HID Global offers a variety of RFID reader board modules that OEM partners can use to develop customized solutions. The read/write readers support all ISO 14443-4 A/B elements, making them suitable for all existing and yet-to-be-developed ISO chips and chip operating systems. The option of on-board or external design with single or dual antennas optimizes configuration flexibility and performance.
HID Global’s RFID readers are part of the world’s broadest portfolio of e-documents, e-passport and e-national ID solutions, says the Dec. 6 release. The company has a history of industry innovation, including developing and helping to drive deployment of the widely used wire-transfer and wire-embedding technologies for extended contactless e-document durability, and creating patented, thin and flexibleceFLEX inlays that increases e-document resiliency.
|Core Insight Enterprise|
Core Security Technologies, a provider of IT security test and measurement software solutions, announced on Dec. 13 the official release of its Core Insight Enterprise. Following a successful beta program, which included more than a dozen Fortune 500 firms and top-level U.S. Government agencies, the launch realizes Core Security’s vision of enabling customers to continuously identify and prove real-world exposures to critical assets across the entire organization through automated testing of network systems, Web applications, and users in one completely integrated solution, says the company in a press release it issued on Dec. 10.
With Core Insight, customers gain real visibility into their security standing, real validation of their security controls and real metrics to more effectively secure their organizations. The solution employs groundbreaking technology that proactively replicates the steps attackers would take to breach valuable information assets.
Unlike other solutions, Core Insight Enterprise starts with customers identifying which systems and data they want most to protect. Insight then automatically calculates paths of attack and then begins to exploit multiple layers of defense until the security of critical assets is either confirmed or breached. Assessment results are delivered via a dashboard and reports that present metrics regarding the efficacy of security controls in terms relevant to the business.
Core Insight Enterprise provides IT security leaders with an automated and continuous view of IT security risk for the very first time.
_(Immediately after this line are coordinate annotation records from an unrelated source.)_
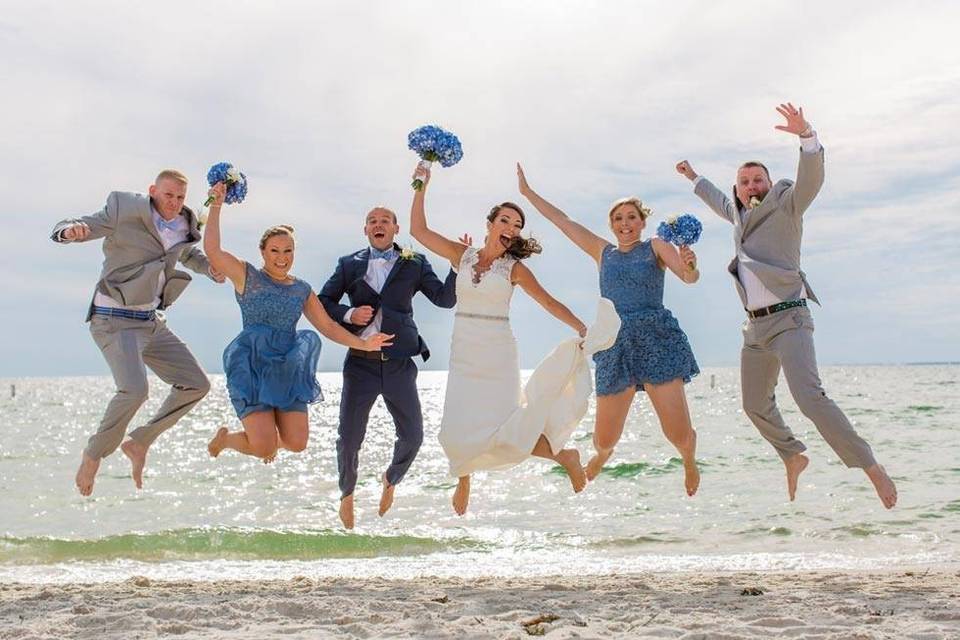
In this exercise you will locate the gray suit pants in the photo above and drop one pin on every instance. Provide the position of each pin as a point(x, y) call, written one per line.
point(785, 339)
point(130, 346)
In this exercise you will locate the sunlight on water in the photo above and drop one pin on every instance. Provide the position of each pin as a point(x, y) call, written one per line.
point(199, 517)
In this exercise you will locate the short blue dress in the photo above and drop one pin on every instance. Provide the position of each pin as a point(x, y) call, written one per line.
point(271, 365)
point(650, 347)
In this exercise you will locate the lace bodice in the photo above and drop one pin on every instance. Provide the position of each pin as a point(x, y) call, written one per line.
point(632, 280)
point(267, 302)
point(491, 295)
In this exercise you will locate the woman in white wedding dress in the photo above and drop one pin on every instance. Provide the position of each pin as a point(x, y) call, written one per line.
point(487, 422)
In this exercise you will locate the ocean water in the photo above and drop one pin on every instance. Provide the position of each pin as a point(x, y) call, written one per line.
point(233, 517)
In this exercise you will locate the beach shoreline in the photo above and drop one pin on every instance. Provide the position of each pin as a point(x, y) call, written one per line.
point(898, 603)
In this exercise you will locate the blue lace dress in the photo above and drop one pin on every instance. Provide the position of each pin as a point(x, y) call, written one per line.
point(271, 365)
point(650, 347)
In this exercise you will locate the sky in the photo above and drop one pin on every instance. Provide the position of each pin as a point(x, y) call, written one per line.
point(598, 100)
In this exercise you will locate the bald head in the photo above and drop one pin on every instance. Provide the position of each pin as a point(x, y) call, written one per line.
point(381, 227)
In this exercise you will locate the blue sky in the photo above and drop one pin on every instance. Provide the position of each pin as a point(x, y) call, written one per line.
point(597, 99)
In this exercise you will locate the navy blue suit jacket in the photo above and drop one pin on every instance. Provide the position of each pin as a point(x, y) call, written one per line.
point(395, 300)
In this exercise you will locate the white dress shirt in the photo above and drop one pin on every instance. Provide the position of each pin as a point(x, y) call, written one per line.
point(377, 271)
point(168, 237)
point(758, 296)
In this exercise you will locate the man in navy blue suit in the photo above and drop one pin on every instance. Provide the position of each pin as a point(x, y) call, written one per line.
point(380, 282)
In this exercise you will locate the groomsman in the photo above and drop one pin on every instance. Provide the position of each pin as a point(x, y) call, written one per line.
point(380, 282)
point(144, 236)
point(767, 223)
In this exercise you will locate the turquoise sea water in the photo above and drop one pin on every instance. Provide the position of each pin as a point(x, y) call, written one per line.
point(234, 517)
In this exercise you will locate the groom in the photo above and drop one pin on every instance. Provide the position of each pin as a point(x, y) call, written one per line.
point(380, 282)
point(767, 220)
point(144, 236)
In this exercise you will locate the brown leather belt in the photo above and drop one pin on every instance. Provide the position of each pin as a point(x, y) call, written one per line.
point(368, 355)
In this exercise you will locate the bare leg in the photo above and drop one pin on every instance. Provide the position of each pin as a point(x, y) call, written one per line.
point(883, 484)
point(611, 416)
point(86, 474)
point(569, 459)
point(346, 511)
point(293, 428)
point(386, 496)
point(795, 465)
point(259, 437)
point(137, 453)
point(461, 497)
point(670, 403)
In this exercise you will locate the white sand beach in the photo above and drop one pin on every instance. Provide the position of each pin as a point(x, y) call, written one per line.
point(919, 603)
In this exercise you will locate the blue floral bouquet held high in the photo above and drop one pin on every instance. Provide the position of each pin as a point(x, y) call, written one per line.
point(680, 230)
point(231, 176)
point(434, 144)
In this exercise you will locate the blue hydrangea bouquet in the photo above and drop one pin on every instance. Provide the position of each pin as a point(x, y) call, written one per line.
point(235, 180)
point(433, 144)
point(680, 230)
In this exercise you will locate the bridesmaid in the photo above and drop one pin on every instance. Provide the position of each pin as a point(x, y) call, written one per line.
point(651, 352)
point(271, 367)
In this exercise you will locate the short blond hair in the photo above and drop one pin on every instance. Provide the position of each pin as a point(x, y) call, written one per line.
point(171, 174)
point(276, 230)
point(632, 200)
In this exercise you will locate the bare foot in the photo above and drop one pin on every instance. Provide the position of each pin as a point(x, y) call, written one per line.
point(138, 457)
point(691, 473)
point(218, 442)
point(461, 497)
point(85, 475)
point(346, 511)
point(595, 466)
point(883, 484)
point(569, 459)
point(795, 465)
point(386, 496)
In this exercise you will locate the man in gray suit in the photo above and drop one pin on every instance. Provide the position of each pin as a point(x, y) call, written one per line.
point(144, 238)
point(778, 333)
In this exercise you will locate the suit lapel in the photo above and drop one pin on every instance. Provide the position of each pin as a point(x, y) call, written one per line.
point(146, 214)
point(396, 267)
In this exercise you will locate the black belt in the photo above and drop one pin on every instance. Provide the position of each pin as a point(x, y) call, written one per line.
point(368, 355)
point(780, 306)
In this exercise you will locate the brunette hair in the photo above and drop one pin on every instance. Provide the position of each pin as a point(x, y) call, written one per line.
point(520, 248)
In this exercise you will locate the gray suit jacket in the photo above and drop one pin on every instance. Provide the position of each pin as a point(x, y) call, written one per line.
point(133, 252)
point(773, 231)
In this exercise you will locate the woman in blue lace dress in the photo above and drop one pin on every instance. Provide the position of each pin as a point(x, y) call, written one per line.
point(651, 353)
point(271, 367)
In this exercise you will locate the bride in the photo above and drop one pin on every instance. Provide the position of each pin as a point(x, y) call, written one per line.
point(488, 423)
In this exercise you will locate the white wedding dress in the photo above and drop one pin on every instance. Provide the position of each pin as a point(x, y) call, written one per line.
point(489, 421)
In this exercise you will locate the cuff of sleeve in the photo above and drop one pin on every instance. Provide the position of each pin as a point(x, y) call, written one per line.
point(811, 144)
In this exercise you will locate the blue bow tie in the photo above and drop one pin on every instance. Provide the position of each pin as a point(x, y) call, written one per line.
point(386, 254)
point(168, 225)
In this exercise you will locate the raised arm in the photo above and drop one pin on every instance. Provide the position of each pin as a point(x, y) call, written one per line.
point(97, 225)
point(315, 313)
point(810, 170)
point(714, 198)
point(683, 263)
point(223, 261)
point(440, 245)
point(528, 282)
point(591, 243)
“Using Core Insight Enterprise to test across our IT infrastructure on a continual basis has given us an entirely new way of looking at whether or not our most critical IT systems and electronic data are protected from real-world attacks,” said Larry Whiteside, chief information security officer of the Visiting Nurses Service of New York. “Just as importantly, it tells us how well our existing defenses are functioning and what type of return we’re getting from our previous security investments.”
“Core Insight Enterprise changes how enterprises should view security,” said Charles Kolodgy, research vice president for Security Products at IDC. “It makes security goal oriented by allowing security professionals to determine if their critical assets are vulnerable.”
Core Insight builds upon the expanding demand and established innovation of Core Impact, a penetration testing software product, now in its 11th version, said the company. While Impact is the software application of choice among thousands of security testing professionals, Core Insight creates the opportunity to test and measure exposures in a comprehensive and realistic manner.